Friday, April 26, 2013

mdq.XmlTransform -- Part 1: Basic XSLT in SQL Server


Intro

In my article, Missing CLR Part 2, I called mdq.XmlTransform the “baddest CLR ever” because it adds a ton of new functionality to your SQL Server instance. In this article I will demonstrate some of that functionality. For many, the concept of XML transforms is new so I’ll keep it basic. The purpose of this article is not to sell you on XML transforms but rather to inform you that this technology is available. Hopefully, as more people see the potential of mdq.XmlTransform, more developers will take some of these ideas and run with them.


XSLT is about transforming Data

The conventional wisdom is that XSLT is used to transform XML into something else (such as a new XML file or text). This is only part of the truth. XSLT is for transforming data into data; that’s what it does. This means that you are not limited to XML as input or as output. XSLT can receive text, numbers (of any kind), dates, XML files, XML fragments, delimited strings, XHTML, HTML, etc, then transform that data, and then return text, numbers, dates, XML, HTML, or pretty much anything else you need.

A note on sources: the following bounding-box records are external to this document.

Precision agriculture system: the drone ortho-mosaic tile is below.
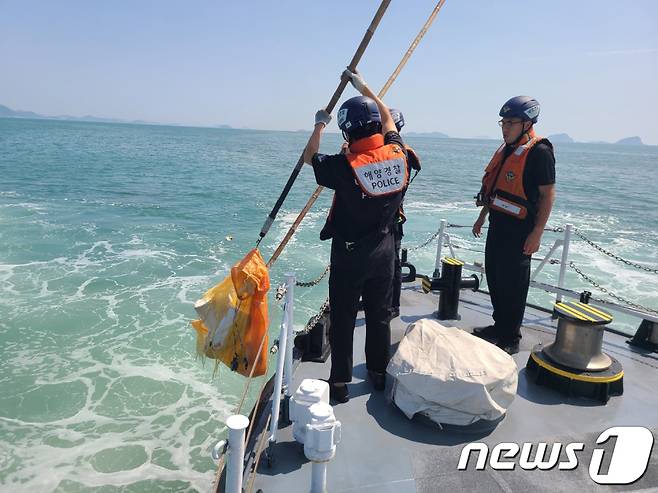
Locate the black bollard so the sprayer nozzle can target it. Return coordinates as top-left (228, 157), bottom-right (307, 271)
top-left (437, 257), bottom-right (480, 320)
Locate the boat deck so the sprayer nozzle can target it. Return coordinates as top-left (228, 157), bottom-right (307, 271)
top-left (247, 285), bottom-right (658, 493)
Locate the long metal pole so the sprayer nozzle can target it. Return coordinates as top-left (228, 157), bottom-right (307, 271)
top-left (256, 0), bottom-right (391, 244)
top-left (433, 219), bottom-right (448, 277)
top-left (270, 311), bottom-right (288, 443)
top-left (267, 0), bottom-right (445, 267)
top-left (283, 274), bottom-right (295, 398)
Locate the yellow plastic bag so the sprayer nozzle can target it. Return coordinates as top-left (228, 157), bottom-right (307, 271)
top-left (192, 248), bottom-right (270, 376)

mdq.XmlTransform can do math, parse strings, perform date calculations and almost anything else SQL can do to data. XSLT solves many complex XML problems better than T-SQL's limited XPath & XQuery functionality. It can also solve many problems SQL cannot solve yet and, unlike any Microsoft language, you can create new XSLT functions without creating new CLRs or compiling more code (as would be the case with LINQ and F#).


A quick note about performance

For many this is a new topic so I am not going to discuss performance considerations yet. There is plenty I can do to make the test code below run much faster but, for the sake of simplicity, I will table that for a future post.


Transforming XML Into SQL

In Setting up mdq.XmlTransform I showed you how to use XSLT to calulate a factorial. I did this to demonstrate recursion and computability using XSLT. Today I will show you the type of task that XSLT does better than regex, padindex or anyting else: transforming XML into SQL.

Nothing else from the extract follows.